As Canada’s COVID-19 lockdown continues, conversations are shifting toward the federal government’s plans for economic recovery. While this downturn is unprecedented in cause and nature, there are still lessons to be taken from previous economic recovery and stimulus measures.
Following the 2008 financial crisis, countries around the world put together stimulus packages with varying emphasis on clean energy. The U.S. under President Barack Obama was one of the largest clean energy spenders, second only to China,apportioning US$112 billion to its clean-energy-focussed stimulus.

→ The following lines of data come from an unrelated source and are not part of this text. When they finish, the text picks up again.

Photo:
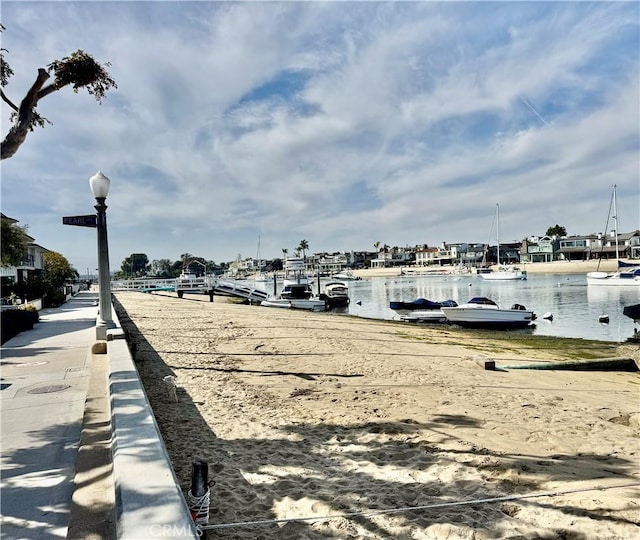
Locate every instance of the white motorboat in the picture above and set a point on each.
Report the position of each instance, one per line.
(481, 312)
(337, 294)
(425, 316)
(296, 290)
(347, 275)
(312, 304)
(502, 272)
(296, 283)
(628, 275)
(505, 273)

By contrast, Canada spent only US$3 billion.
Two weeks ago, Clean Energy Canada and 11 clean energy sector industry associations and organizations sent a letter to Prime Minister Trudeau detailing the benefits of employing clean-energy-focussed stimulus measures. Below is a summary of measures the U.S. used following the 2008 downturn and their subsequent impact on jobs, the economy and climate change.
Job creation and retention
- The American Recovery and Reinvestment Act, introduced in early 2009, increased GDP 2% to 3% above what it would have been and supported over 6 million job-years (a full-time job for one year) from 2009 to 2012.
- It also created a significant number of jobs in the energy efficiency and renewable energy sectors in a short period of time. The clean-energy-related programs, which made up roughly one eighth of total spending, supported 900,000 job-years from 2009 to 2015. As of 2019, there were 3.4 millionpeople in the U.S. working in the clean energy sector. Jobs spanned industries such as , renewable energy, energy efficiency, hybrid and electric vehicles, as well as advanced grid and energy storage.
- The measures were particularly successful at creating employment for workers from sectors that saw big job losses. Building retrofits and solar panel installation programs re-employed construction workers laid off during the 2007-2008 housing crash.
- Following this, wind and solar were some the fastest-growing industries in the U.S. and, in 2019, employed 350,000 Americans.
Investment in and viability of key clean technologies
- The clean-energy-related investments made following the financial crisis leveraged about $150 billion in private capital to match government investments in electric vehicles, energy efficiency, wind, biomass and other technologies.
- The overnight capital cost of utility-scale photovoltaic systems halved between 2008 and 2014. Battery costs for electric vehicles decreased by over two-thirds in that same time period. And these prices continue to fall. In many parts of the U.S., including California and Texas, solar and wind power is cheaper than natural gas and coal.
Impact on emissions
- Since 2008, U.S. wind generation has tripled and solar generation has increased over 80 times. In 2020, renewable energy will account for 21% of total electricity used in the U.S., up from 9% in 2005. The increasing role renewables play in the U.S. power grid has contributed to cutting carbon pollution in the power sector by 28% since 2005.